死者95人、不明82人 西日本豪雨、特別警報は解除

 停滞した梅雨前線の影響で西日本各地に被害を与えた記録的な大雨で9日、各地で被害者の数が増え続けている。大雨特別警報はすべて解除となったが、13府県で95人が死亡、1人が重体、行方不明や連絡が取れない人は82人となった。

 朝日新聞のまとめでは、台風7号が九州に接近した3日以降、9日午前10時時点の府県別の死者は広島41人、愛媛21人、岡山15人、京都4人、山口と福岡各3人、鹿児島と兵庫各2人、岐阜1人、滋賀1人、高知1人、佐賀1人。行方不明などは広島49人、岡山22人、愛媛5人など少なくとも計82人。

 岡山県災害対策本部によると、大規模に冠水した岡山県倉敷市真備(まび)町では8日午前の時点で、住宅や建物に1千人が取り残されていたという。8日には新たに行方不明者がいるとの情報も入り、救助活動が進められた。
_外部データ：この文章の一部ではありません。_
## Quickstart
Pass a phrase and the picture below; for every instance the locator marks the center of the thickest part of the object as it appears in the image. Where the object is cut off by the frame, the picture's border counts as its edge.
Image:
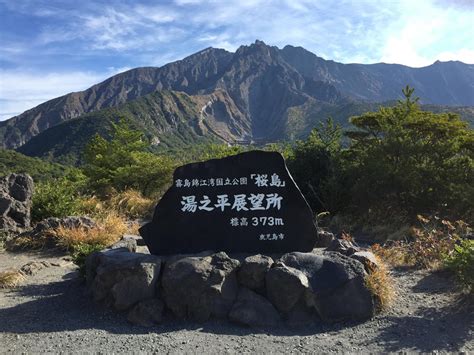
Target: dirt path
(52, 313)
 死者と行方不明者が多数にのぼる広島県内では、土砂崩れのあった熊野町の住宅地で8日、新たに少なくとも12人の行方不明者がいることがわかり、捜索が続いた。福山市で7日夜にため池が決壊して近くの女児(3)の行方がわからなくなっていた事故では、この女児が8日午後に遺体で発見された。

 高知県内では大月町で8日に土砂崩れが発生し、民家に住む女性が死亡した。

 気象庁は数十年に一度の重大な災害が予想される「大雨特別警報」を6日から8日にかけて福岡、佐賀、長崎、広島、岡山、鳥取、京都、兵庫、岐阜、愛媛、高知の11府県に出した。いずれも8日午後までにすべて解除となった。